The idea was to ensure the model works “outside of this little itty bitty hospital you have,” he said.
So far, two Covid-19 prediction models have received clearance from the Food and Drug Administration for use during the pandemic. But some of the models currently being used in clinics haven’t been cleared and don’t need to be greenlit, because they are not technically considered human research and they still require a health care worker to interpret the results.
“I think there’s a dirty little secret which is if you’re using a local model for decision support, you don’t have to go through any regulatory clearance or peer-reviewed research at all,” said Andrew Beam, assistant professor of epidemiology at the Harvard T.H. Chan School of Public Health.
Some of the tools, however, may fall under FDA’s purview. If they are, for example, intended to allow health care workers to see how they reached their conclusions — that is, if they are not “black box” tools — they could meet the FDA’s requirements for regulation as devices.
“Depending on the type of information provided to the health care provider and the type of information analyzed, decision support tools that are intended as Covid-19 deterioration models likely … meet the device definition and are subject to FDA regulatory oversight,” a spokesperson from the agency told STAT in an email.
Some of the institutions developing models that appear to meet the definition of regulatory oversight, though, have not submitted an application for FDA clearance. All of the models that have landed FDA clearance thus far have been developed not by academic institutions, but by startups. And like with academic medical centers, these companies have taken divergent approaches to publishing research on their products.
In September, Bay Area-based clinical AI system developer Dascena published results from a study testing its model on a small sample of 197 patients across five health systems. The study suggested the tool could accurately pinpoint 16% more at-risk patients than a widely used scoring system. The following month, Dascena received conditional, pandemic-era approval from the FDA for the tool.
In June, another startup — predictive analytics company CLEW Medical, based in Israel — received the same FDA clearance for a Covid-19 deterioration tool it said it had trained on retrospective data from 76,000 ICU patients over 10 years. None of the patients had Covid-19, however, so the company is currently testing it on 500 patients with the virus at two U.S. health systems.

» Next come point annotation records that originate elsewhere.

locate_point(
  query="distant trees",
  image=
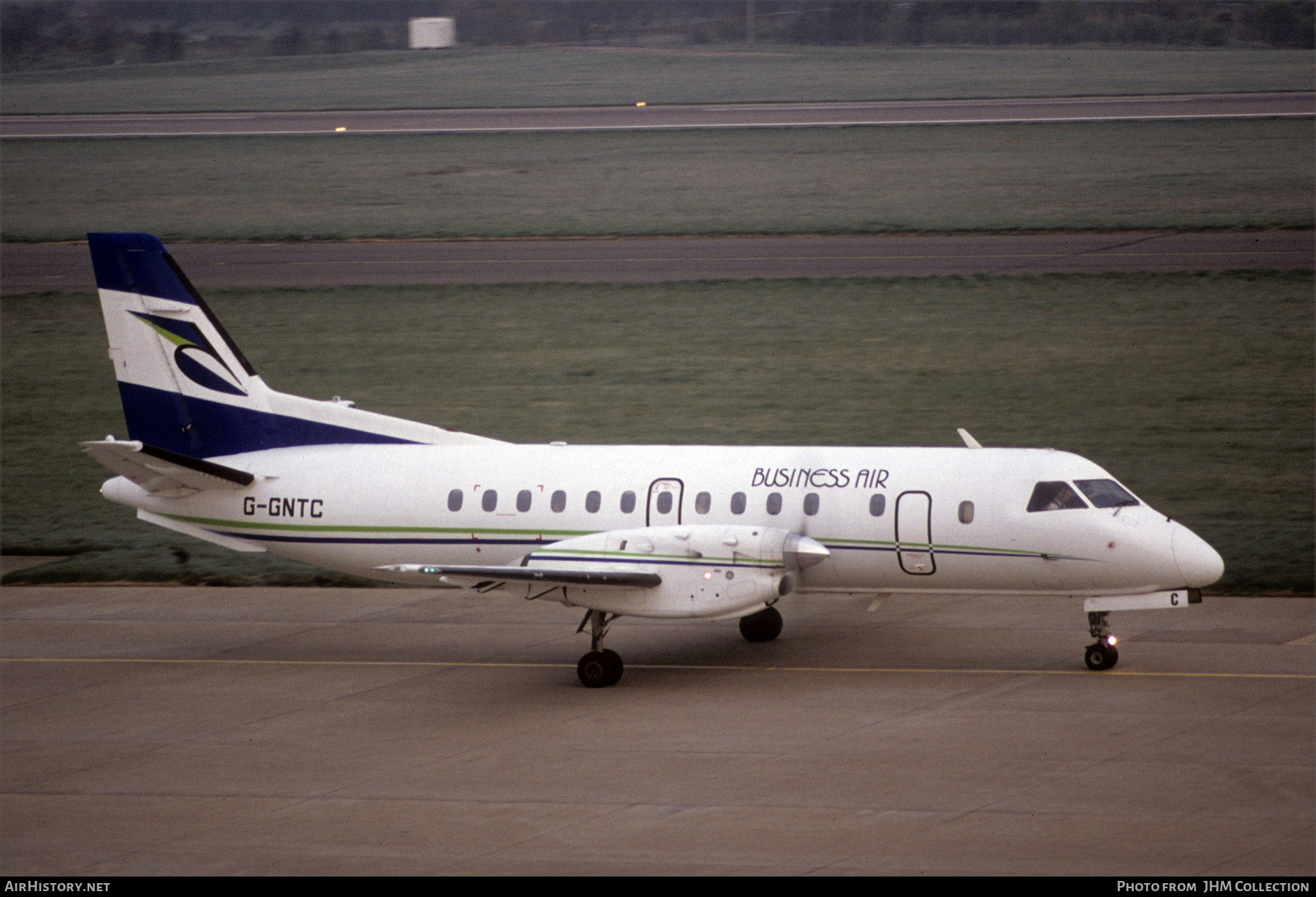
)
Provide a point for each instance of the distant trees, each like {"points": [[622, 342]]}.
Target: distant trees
{"points": [[61, 33]]}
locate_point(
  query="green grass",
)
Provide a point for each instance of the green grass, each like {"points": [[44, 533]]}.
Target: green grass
{"points": [[1116, 175], [618, 75], [1194, 390]]}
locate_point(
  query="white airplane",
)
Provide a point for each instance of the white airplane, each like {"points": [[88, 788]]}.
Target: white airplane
{"points": [[670, 531]]}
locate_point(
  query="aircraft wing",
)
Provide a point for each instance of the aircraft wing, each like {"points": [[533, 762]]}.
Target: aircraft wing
{"points": [[161, 471], [487, 578]]}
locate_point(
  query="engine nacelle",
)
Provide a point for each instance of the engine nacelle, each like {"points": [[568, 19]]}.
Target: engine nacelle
{"points": [[706, 569]]}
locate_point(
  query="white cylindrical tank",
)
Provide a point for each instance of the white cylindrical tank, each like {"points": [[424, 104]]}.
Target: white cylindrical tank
{"points": [[432, 33]]}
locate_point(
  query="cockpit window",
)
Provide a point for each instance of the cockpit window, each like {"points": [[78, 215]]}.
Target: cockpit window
{"points": [[1054, 496], [1105, 493]]}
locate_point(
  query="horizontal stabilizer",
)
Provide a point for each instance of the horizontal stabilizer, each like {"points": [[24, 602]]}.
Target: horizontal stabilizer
{"points": [[164, 472], [483, 578], [200, 533]]}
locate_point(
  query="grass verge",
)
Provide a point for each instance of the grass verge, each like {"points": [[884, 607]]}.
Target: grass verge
{"points": [[1194, 390], [554, 77], [1090, 176]]}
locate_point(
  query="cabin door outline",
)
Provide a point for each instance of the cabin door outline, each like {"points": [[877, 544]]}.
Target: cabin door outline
{"points": [[914, 533], [654, 516]]}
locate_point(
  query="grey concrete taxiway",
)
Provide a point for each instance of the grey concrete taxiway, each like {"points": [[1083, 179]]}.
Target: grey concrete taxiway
{"points": [[67, 266], [658, 118], [254, 730]]}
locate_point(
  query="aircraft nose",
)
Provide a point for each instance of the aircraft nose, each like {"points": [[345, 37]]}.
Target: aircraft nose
{"points": [[1198, 562]]}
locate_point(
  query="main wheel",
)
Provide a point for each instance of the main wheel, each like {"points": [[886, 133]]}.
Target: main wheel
{"points": [[1100, 656], [599, 668], [763, 627]]}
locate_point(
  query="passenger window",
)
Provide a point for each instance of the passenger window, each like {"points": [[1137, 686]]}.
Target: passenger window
{"points": [[1105, 493], [1054, 496]]}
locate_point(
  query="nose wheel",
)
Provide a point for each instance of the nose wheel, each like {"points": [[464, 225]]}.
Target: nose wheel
{"points": [[1102, 654], [600, 667]]}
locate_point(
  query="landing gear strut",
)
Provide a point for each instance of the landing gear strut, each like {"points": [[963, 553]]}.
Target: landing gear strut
{"points": [[763, 627], [1102, 654], [599, 668]]}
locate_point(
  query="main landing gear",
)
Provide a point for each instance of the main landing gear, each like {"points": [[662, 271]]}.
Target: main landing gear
{"points": [[763, 627], [1102, 654], [599, 668]]}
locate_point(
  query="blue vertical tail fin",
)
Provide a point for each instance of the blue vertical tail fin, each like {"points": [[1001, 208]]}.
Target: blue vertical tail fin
{"points": [[184, 385]]}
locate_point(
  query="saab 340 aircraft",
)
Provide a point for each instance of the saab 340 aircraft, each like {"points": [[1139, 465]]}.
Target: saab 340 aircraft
{"points": [[671, 531]]}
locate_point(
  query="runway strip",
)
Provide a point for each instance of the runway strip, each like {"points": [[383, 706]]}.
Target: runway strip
{"points": [[646, 118], [33, 268]]}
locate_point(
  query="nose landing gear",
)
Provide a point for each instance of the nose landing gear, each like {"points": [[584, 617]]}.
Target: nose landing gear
{"points": [[599, 668], [1102, 654]]}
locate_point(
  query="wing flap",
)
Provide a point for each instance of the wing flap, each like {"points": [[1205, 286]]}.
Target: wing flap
{"points": [[164, 472], [485, 578]]}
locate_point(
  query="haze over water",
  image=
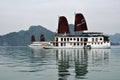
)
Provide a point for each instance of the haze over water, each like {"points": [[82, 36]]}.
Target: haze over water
{"points": [[23, 63]]}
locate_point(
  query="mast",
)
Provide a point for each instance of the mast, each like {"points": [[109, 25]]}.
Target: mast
{"points": [[63, 26], [42, 38], [32, 38], [80, 23]]}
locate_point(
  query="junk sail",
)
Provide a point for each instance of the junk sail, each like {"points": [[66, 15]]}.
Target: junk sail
{"points": [[63, 26], [80, 23], [42, 38], [32, 38]]}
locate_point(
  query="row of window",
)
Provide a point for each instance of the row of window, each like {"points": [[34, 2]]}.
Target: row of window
{"points": [[81, 39], [80, 44], [74, 39]]}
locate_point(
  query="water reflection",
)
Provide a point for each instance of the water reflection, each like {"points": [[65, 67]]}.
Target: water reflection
{"points": [[79, 60]]}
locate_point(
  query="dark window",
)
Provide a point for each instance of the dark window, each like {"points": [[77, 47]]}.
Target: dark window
{"points": [[61, 39], [74, 39], [81, 39], [67, 39], [74, 44], [100, 38], [77, 39], [64, 39]]}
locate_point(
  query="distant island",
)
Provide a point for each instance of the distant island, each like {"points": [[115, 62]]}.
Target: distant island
{"points": [[23, 38]]}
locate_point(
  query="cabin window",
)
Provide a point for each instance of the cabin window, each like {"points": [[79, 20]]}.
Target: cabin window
{"points": [[74, 39], [64, 44], [67, 39], [81, 39], [56, 39], [93, 39], [74, 44], [100, 38], [81, 43], [64, 39], [77, 39], [61, 44], [71, 39], [96, 39], [61, 39]]}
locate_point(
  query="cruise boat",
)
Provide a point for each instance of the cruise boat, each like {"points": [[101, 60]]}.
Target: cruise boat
{"points": [[81, 39]]}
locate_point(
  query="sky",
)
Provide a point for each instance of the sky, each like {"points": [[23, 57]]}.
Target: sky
{"points": [[101, 15]]}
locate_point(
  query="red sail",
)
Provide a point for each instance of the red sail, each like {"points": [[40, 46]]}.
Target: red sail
{"points": [[32, 38], [42, 38], [63, 26], [80, 23]]}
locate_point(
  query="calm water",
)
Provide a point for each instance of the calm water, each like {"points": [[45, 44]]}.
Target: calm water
{"points": [[23, 63]]}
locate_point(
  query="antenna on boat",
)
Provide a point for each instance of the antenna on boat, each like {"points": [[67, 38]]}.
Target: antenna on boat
{"points": [[32, 38]]}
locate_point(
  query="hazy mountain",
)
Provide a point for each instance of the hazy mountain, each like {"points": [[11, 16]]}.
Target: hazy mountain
{"points": [[115, 39], [23, 38]]}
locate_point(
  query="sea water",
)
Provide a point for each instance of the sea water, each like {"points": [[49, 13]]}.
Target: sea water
{"points": [[24, 63]]}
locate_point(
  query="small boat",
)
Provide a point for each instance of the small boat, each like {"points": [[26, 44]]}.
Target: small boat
{"points": [[38, 44]]}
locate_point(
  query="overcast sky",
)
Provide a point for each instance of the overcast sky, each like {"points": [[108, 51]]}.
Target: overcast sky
{"points": [[101, 15]]}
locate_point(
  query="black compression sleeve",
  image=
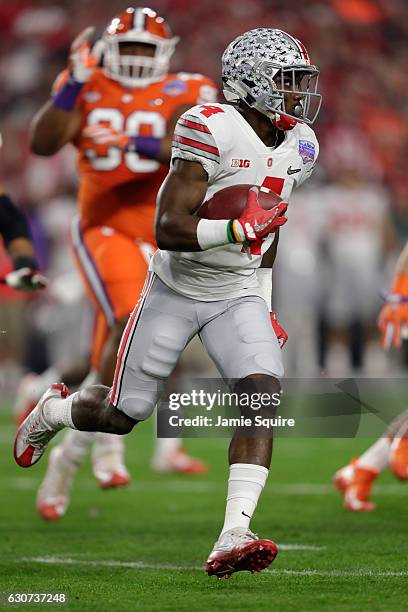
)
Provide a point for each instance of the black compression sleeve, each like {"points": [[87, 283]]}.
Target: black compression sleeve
{"points": [[13, 223]]}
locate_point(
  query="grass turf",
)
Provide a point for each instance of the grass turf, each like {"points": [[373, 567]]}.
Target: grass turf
{"points": [[164, 527]]}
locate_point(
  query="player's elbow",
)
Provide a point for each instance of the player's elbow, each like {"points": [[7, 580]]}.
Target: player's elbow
{"points": [[164, 233], [41, 146]]}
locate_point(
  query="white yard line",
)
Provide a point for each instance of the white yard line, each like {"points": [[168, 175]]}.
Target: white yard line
{"points": [[169, 567], [24, 483]]}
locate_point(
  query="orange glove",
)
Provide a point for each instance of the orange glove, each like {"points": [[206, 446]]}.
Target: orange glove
{"points": [[393, 318], [81, 62]]}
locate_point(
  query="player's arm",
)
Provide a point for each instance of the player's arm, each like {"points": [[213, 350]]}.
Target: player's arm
{"points": [[59, 120], [178, 229], [264, 275], [158, 149], [16, 236], [201, 91]]}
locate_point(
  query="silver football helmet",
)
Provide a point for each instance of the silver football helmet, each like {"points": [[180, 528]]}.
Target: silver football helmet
{"points": [[261, 66]]}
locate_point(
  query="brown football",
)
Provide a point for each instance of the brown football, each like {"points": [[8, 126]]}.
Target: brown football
{"points": [[228, 203]]}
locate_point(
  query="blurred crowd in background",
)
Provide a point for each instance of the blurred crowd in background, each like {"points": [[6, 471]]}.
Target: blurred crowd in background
{"points": [[345, 228]]}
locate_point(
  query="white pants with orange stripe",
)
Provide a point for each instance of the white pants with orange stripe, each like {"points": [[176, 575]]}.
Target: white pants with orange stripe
{"points": [[236, 333]]}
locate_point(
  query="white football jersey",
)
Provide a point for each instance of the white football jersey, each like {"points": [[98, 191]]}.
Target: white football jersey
{"points": [[222, 141]]}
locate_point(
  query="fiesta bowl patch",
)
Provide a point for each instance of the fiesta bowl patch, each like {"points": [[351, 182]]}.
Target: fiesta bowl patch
{"points": [[307, 151], [175, 88]]}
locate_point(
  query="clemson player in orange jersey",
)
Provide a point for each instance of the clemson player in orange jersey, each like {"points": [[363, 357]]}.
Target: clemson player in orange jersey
{"points": [[120, 117], [356, 479]]}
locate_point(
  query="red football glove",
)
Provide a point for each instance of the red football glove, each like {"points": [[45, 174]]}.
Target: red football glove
{"points": [[255, 222], [281, 335], [103, 136]]}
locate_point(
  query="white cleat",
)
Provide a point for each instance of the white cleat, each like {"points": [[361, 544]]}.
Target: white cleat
{"points": [[108, 462], [178, 461], [54, 494], [27, 396], [240, 550], [35, 433]]}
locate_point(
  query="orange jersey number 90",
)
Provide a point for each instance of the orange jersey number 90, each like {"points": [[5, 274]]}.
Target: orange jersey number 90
{"points": [[131, 125]]}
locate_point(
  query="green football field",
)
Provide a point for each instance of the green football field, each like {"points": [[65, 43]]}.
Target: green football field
{"points": [[144, 548]]}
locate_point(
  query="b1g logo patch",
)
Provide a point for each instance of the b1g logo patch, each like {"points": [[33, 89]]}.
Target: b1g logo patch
{"points": [[240, 163], [307, 151]]}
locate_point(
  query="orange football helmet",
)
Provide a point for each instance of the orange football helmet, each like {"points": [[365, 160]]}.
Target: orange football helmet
{"points": [[138, 25]]}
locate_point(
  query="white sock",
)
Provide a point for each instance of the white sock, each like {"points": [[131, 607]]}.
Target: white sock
{"points": [[245, 484], [57, 412], [376, 457], [45, 380], [76, 444], [92, 378]]}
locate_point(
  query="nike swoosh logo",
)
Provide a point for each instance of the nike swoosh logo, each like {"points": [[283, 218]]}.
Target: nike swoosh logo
{"points": [[293, 170]]}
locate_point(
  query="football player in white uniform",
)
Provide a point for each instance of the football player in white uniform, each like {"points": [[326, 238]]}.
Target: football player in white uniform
{"points": [[202, 280], [356, 479]]}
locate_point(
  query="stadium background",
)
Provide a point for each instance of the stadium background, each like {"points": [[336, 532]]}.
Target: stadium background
{"points": [[337, 253]]}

Beam, the Harvard researcher, said he was especially skeptical about these models, since they tend to have far more limited access to patient data compared with academic medical centers.
“I think, as a patient, if you were just dropping me into any health system that was using one of these tools, I’d be nervous,” Beam said.
This story has been updated with comment from the FDA.
This is part of a yearlong series of articles exploring the use of artificial intelligence in health care that is partly funded by a grant from the Commonwealth Fund.